Imagine seeing the rotated figure from above, it kinda looks like a volcano. Try to make a radius from the origin: one from the O to the yellow line, and one from O to the green line. How long will both of these radii be (as a function of x, then make the substitution $y=\frac{1}{x}$)?

3. May 4, 2015

Hello and thank you for another answer. Tell me if I'm understanding this correctly. So looking from above, I see a volcano. From above, the radius of the "hole" is from x=0 to x=1? The part between yellow and green is the "rock" part of the volcano and then there is a steep fall from the edge of the green side down to the ground.

How do I express the radius as a function of x? Now with the volcano explanation my first instinct is that I want the total volume of the volcano minus the "cylinder" that is the hole. So the radius from the volcano hole to the first rock part (yellow) is 1. The volume of the cylinder is then 3.14(pi)*1^2*height. The height is as high as the yellow goes, 1. So the volume of the cylinder is simply 3.14 volume units.

Now what is the total volume of the volcano? That is where I hit a problem again. Because if I integrate from 1 to 0 "the bottom" the volcano doesn't have a steep fall, instead the foundation continues to infinity.

4. May 4, 2015

### 6c 6f 76 65

Seems like you're heading in the right direction!
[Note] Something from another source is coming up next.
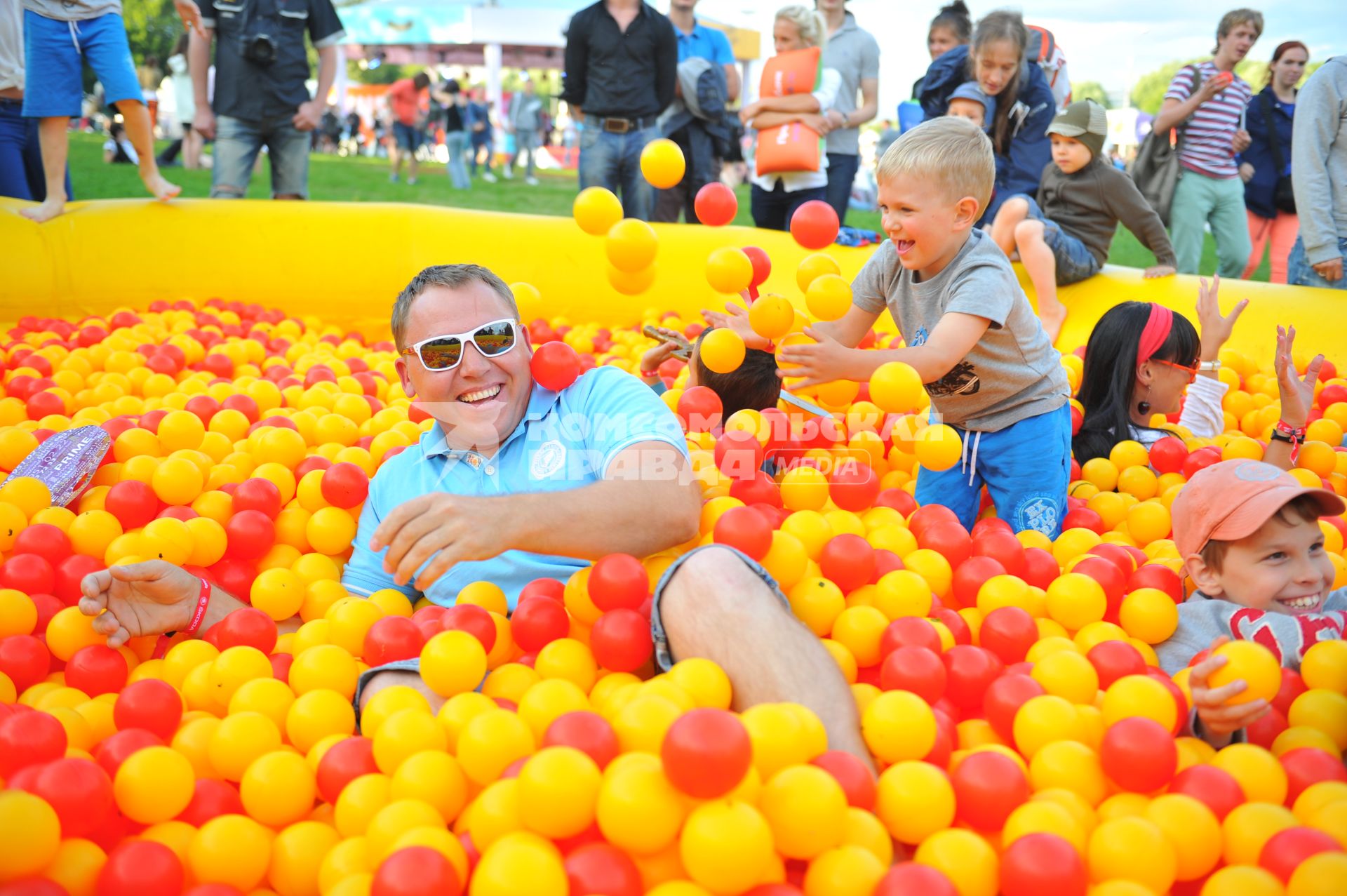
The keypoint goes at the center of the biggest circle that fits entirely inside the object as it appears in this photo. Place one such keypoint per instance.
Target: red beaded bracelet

As you creatively thought removing the cylinder is the key, now in order to compute the whole volume devide it into:
- The volume of the "large thin cylinder", bounded by $x=0$, $x=2$, $y=\frac{1}{2}$ (is the radius constant here?)
- The volume of the remaining part bounded by $y=\frac{1}{2}$, $y=1$ and $y=\frac{1}{x}$ (is the radius constant here?)
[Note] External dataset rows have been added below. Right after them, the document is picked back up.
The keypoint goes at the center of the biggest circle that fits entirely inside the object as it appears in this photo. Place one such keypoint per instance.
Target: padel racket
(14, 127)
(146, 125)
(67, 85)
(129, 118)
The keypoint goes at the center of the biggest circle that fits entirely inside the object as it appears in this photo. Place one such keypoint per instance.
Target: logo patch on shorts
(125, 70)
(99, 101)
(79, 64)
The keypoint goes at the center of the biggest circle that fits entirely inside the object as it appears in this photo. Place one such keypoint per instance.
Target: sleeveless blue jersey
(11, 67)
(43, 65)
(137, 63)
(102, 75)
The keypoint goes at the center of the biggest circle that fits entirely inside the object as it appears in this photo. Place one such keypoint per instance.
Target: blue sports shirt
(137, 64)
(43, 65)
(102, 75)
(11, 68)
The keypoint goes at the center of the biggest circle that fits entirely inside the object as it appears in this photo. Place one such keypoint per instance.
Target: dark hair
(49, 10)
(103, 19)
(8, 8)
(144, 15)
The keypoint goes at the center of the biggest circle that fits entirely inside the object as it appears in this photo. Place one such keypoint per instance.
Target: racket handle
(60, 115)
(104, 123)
EDIT: Maybe I caused some confusion when talking about the "radius", here I mean the length from the y-axis to where it meets some boundary

Last edited: May 4, 2015
5. May 4, 2015

Hm, so the volume of the "large thin cylinder" is simple geometry, right? The radius is 2 (from 0->2) and the height is 1/2. So that would be 2^2*pi*1/2. So 2*pi or approx 6.28 is the total bottom part.
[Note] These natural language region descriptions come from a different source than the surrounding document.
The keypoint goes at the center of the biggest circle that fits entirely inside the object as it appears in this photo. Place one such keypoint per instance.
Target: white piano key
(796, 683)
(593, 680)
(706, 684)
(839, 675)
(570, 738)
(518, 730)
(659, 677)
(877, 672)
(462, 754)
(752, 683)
As for the remaining part, I have to integrate. It must be expressed as x^2, so yx=1 => 1/y=x and then square it => x^2=1/y^2. Pi*integrate from 1 to 1/2 for 1/y^2 gives 1*pi volume units.

So I have the part bounded by y=1/2 and y=1 and y=1/x that is 1*pi volume units. The part just below it is 2*pi but that includes a chunk of the hole. So I want to remove the chunk that has radius 1, height 1/2. That is 1^2 * 3.14 * 1/2 so half a pi. 3*pi-0.5*pi is 2.5*pi. But the answer is 2*pi. Either I have added half a pi too much somewhere, calculated wrong from the very start or forgot to remove half a pi. What am I missing?

Also, is there no single "easy" way to calculate this? Or does the calculation have to be divided?

6. May 4, 2015

### 6c 6f 76 65

Correct!

Correct!

Almost correct, what is the height of the "inner cylinder"?

Well, you can make it a little simpler by saying the volume you're interested in finding is composed by:
- Volume bounded by: $x=1, x=2, y=0, y=\frac{1}{2}$ then get $V_1=\pi\int_0^\frac{1}{2} (2^2-1^2)dy = \frac{3\pi}{2}$
- Volume bounded by: $x=1, x=2, y=\frac{1}{2}, y=\frac{1}{x}$ then get $V_2=\pi\int_\frac{1}{2}^1 \frac{1}{y^2}-1^2 dy = \frac{\pi}{2}$
$V_1+V_2=2\pi$, but I'm not sure whether you can compute it without decomposing it.